The Vikings who caused so much trouble in the southern half of the British Isles and in much of northern and western Europe were predominantly Danish. The Norwegians preferred Scotland and Ireland in the main, although both groups made inroads on the same territories. Some of them penetrated France via the great rivers and became unbearable thorns in the flesh of King Charles the Simple, descendant of Charlemagne. His solution, in AD 911, was to grant them territory around Rouen and the Seine, which in time became known as Normandy – belonging to the Norsemen. William Duke of Normandy – William the Conqueror – was of Viking stock, but by the time he led his Normans across the English Channel in 1066 he was a Frenchman to the marrow.

The Vikings who colonised the Western Isles of Scotland found it suited them to adopt the ways and mores of the Gaels who were their neighbours.
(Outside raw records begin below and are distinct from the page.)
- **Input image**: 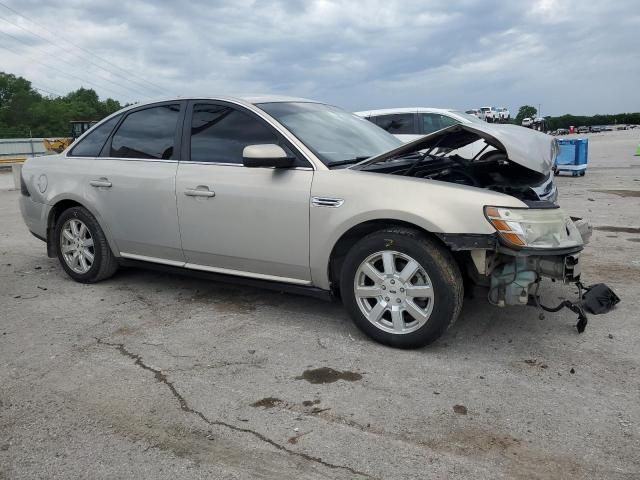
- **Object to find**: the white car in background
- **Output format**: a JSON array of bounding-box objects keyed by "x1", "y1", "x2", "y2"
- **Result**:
[
  {"x1": 497, "y1": 107, "x2": 511, "y2": 122},
  {"x1": 355, "y1": 107, "x2": 558, "y2": 203},
  {"x1": 479, "y1": 106, "x2": 497, "y2": 123},
  {"x1": 355, "y1": 107, "x2": 486, "y2": 143}
]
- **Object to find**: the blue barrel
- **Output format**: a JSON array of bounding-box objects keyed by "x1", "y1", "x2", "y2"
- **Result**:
[{"x1": 555, "y1": 138, "x2": 588, "y2": 176}]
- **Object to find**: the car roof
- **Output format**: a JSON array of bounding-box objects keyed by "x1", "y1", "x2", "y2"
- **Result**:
[
  {"x1": 113, "y1": 95, "x2": 321, "y2": 115},
  {"x1": 354, "y1": 107, "x2": 458, "y2": 117}
]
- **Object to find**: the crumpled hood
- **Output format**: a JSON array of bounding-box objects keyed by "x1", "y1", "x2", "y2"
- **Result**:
[{"x1": 351, "y1": 122, "x2": 557, "y2": 175}]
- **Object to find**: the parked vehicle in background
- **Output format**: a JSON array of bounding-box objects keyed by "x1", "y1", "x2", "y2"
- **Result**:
[
  {"x1": 497, "y1": 107, "x2": 510, "y2": 122},
  {"x1": 591, "y1": 126, "x2": 602, "y2": 133},
  {"x1": 355, "y1": 107, "x2": 481, "y2": 142},
  {"x1": 479, "y1": 106, "x2": 497, "y2": 123},
  {"x1": 20, "y1": 95, "x2": 590, "y2": 348},
  {"x1": 577, "y1": 126, "x2": 589, "y2": 134},
  {"x1": 522, "y1": 117, "x2": 546, "y2": 132},
  {"x1": 465, "y1": 109, "x2": 481, "y2": 118}
]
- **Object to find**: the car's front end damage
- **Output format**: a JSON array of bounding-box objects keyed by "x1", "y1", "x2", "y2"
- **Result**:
[
  {"x1": 351, "y1": 122, "x2": 619, "y2": 330},
  {"x1": 439, "y1": 210, "x2": 618, "y2": 332}
]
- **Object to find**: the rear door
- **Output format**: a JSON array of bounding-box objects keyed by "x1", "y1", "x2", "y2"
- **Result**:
[
  {"x1": 71, "y1": 102, "x2": 185, "y2": 264},
  {"x1": 372, "y1": 113, "x2": 420, "y2": 142},
  {"x1": 175, "y1": 101, "x2": 313, "y2": 283}
]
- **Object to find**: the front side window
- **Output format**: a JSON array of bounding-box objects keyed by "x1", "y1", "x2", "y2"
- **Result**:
[
  {"x1": 110, "y1": 104, "x2": 180, "y2": 159},
  {"x1": 190, "y1": 104, "x2": 281, "y2": 164},
  {"x1": 68, "y1": 115, "x2": 120, "y2": 157},
  {"x1": 374, "y1": 114, "x2": 415, "y2": 134}
]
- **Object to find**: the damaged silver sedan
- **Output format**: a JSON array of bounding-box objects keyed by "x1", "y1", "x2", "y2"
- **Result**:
[{"x1": 18, "y1": 97, "x2": 618, "y2": 348}]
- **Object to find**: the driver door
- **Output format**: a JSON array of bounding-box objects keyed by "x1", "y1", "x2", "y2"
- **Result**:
[{"x1": 175, "y1": 101, "x2": 314, "y2": 283}]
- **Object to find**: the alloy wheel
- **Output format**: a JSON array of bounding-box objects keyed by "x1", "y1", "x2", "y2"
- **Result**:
[
  {"x1": 353, "y1": 250, "x2": 435, "y2": 334},
  {"x1": 60, "y1": 218, "x2": 95, "y2": 274}
]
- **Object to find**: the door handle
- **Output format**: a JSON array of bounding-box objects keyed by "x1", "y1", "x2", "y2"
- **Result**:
[
  {"x1": 184, "y1": 187, "x2": 215, "y2": 198},
  {"x1": 89, "y1": 178, "x2": 112, "y2": 188}
]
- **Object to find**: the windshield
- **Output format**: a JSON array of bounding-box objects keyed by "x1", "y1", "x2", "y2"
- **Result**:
[
  {"x1": 449, "y1": 110, "x2": 486, "y2": 124},
  {"x1": 256, "y1": 102, "x2": 402, "y2": 166}
]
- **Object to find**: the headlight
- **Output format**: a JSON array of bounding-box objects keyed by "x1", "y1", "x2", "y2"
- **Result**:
[{"x1": 484, "y1": 206, "x2": 583, "y2": 249}]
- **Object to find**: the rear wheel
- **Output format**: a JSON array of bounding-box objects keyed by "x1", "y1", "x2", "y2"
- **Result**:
[
  {"x1": 54, "y1": 206, "x2": 118, "y2": 283},
  {"x1": 340, "y1": 228, "x2": 463, "y2": 348}
]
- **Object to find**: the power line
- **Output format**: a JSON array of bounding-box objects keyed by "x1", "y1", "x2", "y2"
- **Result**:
[
  {"x1": 0, "y1": 1, "x2": 168, "y2": 95},
  {"x1": 0, "y1": 27, "x2": 153, "y2": 100},
  {"x1": 0, "y1": 41, "x2": 143, "y2": 100},
  {"x1": 32, "y1": 85, "x2": 63, "y2": 97}
]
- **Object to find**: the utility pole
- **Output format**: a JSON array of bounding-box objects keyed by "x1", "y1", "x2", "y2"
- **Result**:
[{"x1": 538, "y1": 104, "x2": 541, "y2": 118}]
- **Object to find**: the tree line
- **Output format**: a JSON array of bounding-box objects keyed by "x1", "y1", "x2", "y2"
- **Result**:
[
  {"x1": 2, "y1": 72, "x2": 639, "y2": 138},
  {"x1": 0, "y1": 72, "x2": 123, "y2": 138},
  {"x1": 515, "y1": 105, "x2": 640, "y2": 130}
]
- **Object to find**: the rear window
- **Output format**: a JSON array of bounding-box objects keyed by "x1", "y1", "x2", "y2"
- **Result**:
[
  {"x1": 110, "y1": 104, "x2": 180, "y2": 160},
  {"x1": 68, "y1": 115, "x2": 121, "y2": 157}
]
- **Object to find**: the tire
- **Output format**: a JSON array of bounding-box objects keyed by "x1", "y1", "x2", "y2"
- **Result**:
[
  {"x1": 340, "y1": 228, "x2": 463, "y2": 349},
  {"x1": 54, "y1": 206, "x2": 118, "y2": 283}
]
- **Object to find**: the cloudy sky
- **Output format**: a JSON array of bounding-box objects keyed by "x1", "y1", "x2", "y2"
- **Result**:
[{"x1": 1, "y1": 0, "x2": 638, "y2": 116}]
What evolved was a hybrid Hiberno-Norse culture, and the MacDonald clan that eventually rose to dominance and led the Lordship of the Isles claimed descent from a Viking named Somerled. Those Norwegians arrived as foreigners during the ninth century, but within just a few generations they had blended seamlessly in with the native population.

Far from being mindless barbarians, the peoples of Denmark, Norway and Sweden set out to make themselves rich, to win new lands and, in time, to take their place at the top table of European royalty. They fought intelligently when they had to, and made territorial and commercial gains at every opportunity. They were pioneers and adventurers without equal. That one of their number – Leif Eiriksson, son of Eirik the Red – set foot on America 500 years before Christopher Columbus is the least of it.

But perhaps in the end the Vikings are most remarkable for the way in which they conspired to disappear. Having cast their shadow east, west and south for over two centuries so that all of Europe and the wider world learnt to fear, or at least respect them, they finally became what they had once beheld. Persuaded of the sense of joining the European club of Christians, they willingly abandoned their old gods and learnt instead to look, sound and perhaps even believe like everyone else.

Their flame burned bright for just over two centuries, and then went out – so that from the point of view of history they seem to vanish, lost in the crowd. Maybe that was their smartest move.